October 15, 2021

The leaves are starting to change, the rain falls in droves, the temperatures are still regularly in the 80s in October in northern Indiana...ah, fall. What a perfect time for podcasts about the weirder aspects of post-9/11 culture, breaking up with friends, and speculative journalism!

THE LIST

Can Osama Bin Laden be a protagonist? This entry from the newest Dan Taberksi joint is beautifully provocative, and offers a compelling alternative take on the typically more somber and patriotic/conspiratorial remembrances of September 11th. As does the rest of the series - it’s all really great.

And on the other hand, there are a lot of truly incredible stories from that fateful day. This episode contains one such tale, which I found inspirational in a way that didn't feel cheesy or insincere.
Invisibilia dropped a series of 3 episodes about friendship, and let me just say that they crushed it. While I’ve never exactly pined for inside knowledge about the lives of nuns, this episode brings insight on the #conventlife and creates a space to ponder platonic interpersonal relationships.

This was a very powerful reminder that communication can sometimes fall on active ears with good intentions... and still not be acknowledged. It’s a great story arc with a very well executed twist, and has me retroactively second guessing any time I’ve tried to reach out to someone more than once despite receiving no reciprocal response.

I’ve been anticipating Bellwether for two years, and this episode is a reminder of the boundaries the show traversed - it still feels unlike any podcast I’ve encountered. This was my favorite podcast episode from 2019, and this time it surfaces as the first in a series that is speculative journalism mashed up with a futuristic audio drama. It sounds weird, and maybe it is, but if you’re looking for something truly original this will deliver.
The final and perhaps quirkiest episode of the 7-part series, this delivers a beautiful meditative theory on what people really mean when they say 'Never Forget.' It’s kind of a windy road to get there, using a high schooler’s fundraiser for a 9/11 memorial in his small Ohio town as a framing device, but it was a very satisfying way to wrap up the series.

HONORABLE MENTION

SOMETHING NEW

365 Stories I Want To Tell You Before We Both Die
After spending the better part of a year listening to his stories almost every day, I can say that Caveh Zahedi is not a likable person. Somehow, though, I keep listening. I love the medium of a very short daily podcast - the show’s schtick is that it releases an episode a day for every day of 2021 - so that’s part of the appeal. The intro music is all really good, somehow all recognizable as riffing on a theme yet almost entirely unique each time (or at least with enough variety that I don’t notice it recycling themes). Oh, and it’s really great that there are zero ads or plugs for another show or network - that goes a long way in establishing intimacy. The episodes are so short (typically close to 2 minutes in length) that it’s almost not worth it to skip once it starts playing. Still though, why listen to anyone who is painting a perpetually predictable picture of his poor life choices? I’ve gotten to the point where I can almost predict what terrible thing Zahedi is going to do (even if it’s something as relatively minor as borrowing money without paying it back). There is very little in ways of a redemptive narrative arc, but I guess I’ve long since stopped hoping for that.

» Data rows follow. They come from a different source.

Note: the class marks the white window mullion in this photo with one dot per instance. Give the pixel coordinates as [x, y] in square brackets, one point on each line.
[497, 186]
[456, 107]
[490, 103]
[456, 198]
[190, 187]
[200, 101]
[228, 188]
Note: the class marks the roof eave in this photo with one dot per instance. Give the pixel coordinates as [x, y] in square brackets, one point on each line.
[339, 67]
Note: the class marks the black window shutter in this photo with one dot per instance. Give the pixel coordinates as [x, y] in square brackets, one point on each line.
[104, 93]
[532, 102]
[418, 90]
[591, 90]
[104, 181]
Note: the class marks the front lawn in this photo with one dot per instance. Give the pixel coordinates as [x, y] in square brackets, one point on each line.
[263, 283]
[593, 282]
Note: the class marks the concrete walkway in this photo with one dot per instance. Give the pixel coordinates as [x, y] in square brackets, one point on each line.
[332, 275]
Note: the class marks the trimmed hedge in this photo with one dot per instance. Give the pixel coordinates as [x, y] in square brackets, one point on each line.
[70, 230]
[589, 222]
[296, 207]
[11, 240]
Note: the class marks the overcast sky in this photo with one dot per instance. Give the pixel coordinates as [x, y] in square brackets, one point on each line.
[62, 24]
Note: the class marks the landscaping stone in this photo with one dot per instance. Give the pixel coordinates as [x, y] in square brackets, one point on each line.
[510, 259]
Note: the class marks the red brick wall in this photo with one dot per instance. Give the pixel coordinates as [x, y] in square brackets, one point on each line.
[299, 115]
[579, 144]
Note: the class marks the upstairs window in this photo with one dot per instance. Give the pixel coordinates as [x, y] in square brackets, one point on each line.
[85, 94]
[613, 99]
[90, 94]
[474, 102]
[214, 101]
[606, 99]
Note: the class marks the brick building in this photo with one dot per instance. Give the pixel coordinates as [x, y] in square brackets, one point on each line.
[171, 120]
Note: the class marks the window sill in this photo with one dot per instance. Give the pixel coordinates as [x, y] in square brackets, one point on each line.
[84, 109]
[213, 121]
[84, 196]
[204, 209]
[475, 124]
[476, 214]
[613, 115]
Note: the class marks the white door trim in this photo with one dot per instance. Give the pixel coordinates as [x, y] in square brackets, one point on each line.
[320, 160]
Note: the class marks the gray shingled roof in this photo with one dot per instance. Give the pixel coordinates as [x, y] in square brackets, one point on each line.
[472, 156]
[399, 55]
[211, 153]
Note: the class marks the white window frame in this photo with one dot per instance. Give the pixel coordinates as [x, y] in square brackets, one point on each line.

Yet, despite that, Zahedi’s warm vocal quality makes him a magnetic and almost likable narrator. Despite all the evidence to the contrary, he still sounds like a funny and likable dude with a lot of crazy life experiences. It’s unassumingly voyeuristic, even as podcasts and the accompanying phenomenom of parasocial relationships go. I don’t envy him, but it is interesting to hear someone so objectively unlikable relay tales from the point of view as a protagonist. And then there are the details from his childhood that sporadically pop in, providing a brief window into issues that manifested in young adulthood through to the present (Zahedi, a professional filmmaker, is now in his early 60s). If you are an attentive listener, you’ll also hear glimpses of semi-heartfelt reckoning with regret. This comes in small doses, but the contrition feels genuine in contrast to the largely ambivalent strain of “I wonder why that person didn’t seem to like me after I acted selfishly” that accompanies so many stories.

At this point, would I recommend someone jump in? Not exactly. But if there was some way for a podcatcher to sync up a show’s back catalog and automatically download episodes on a set schedule, it is definitely worth a shot. I’ve long pined for such technology, since some shows really would be more satisfying with a slow build. Binging as the default mode of consumption may be here to stay, but wouldn’t it be nice to have the option to programmatically regress to weekly listening for episodic series? It would, if nothing else, make this type of mammoth marathon show more accessible to someone who didn’t hear about it on or close to launch.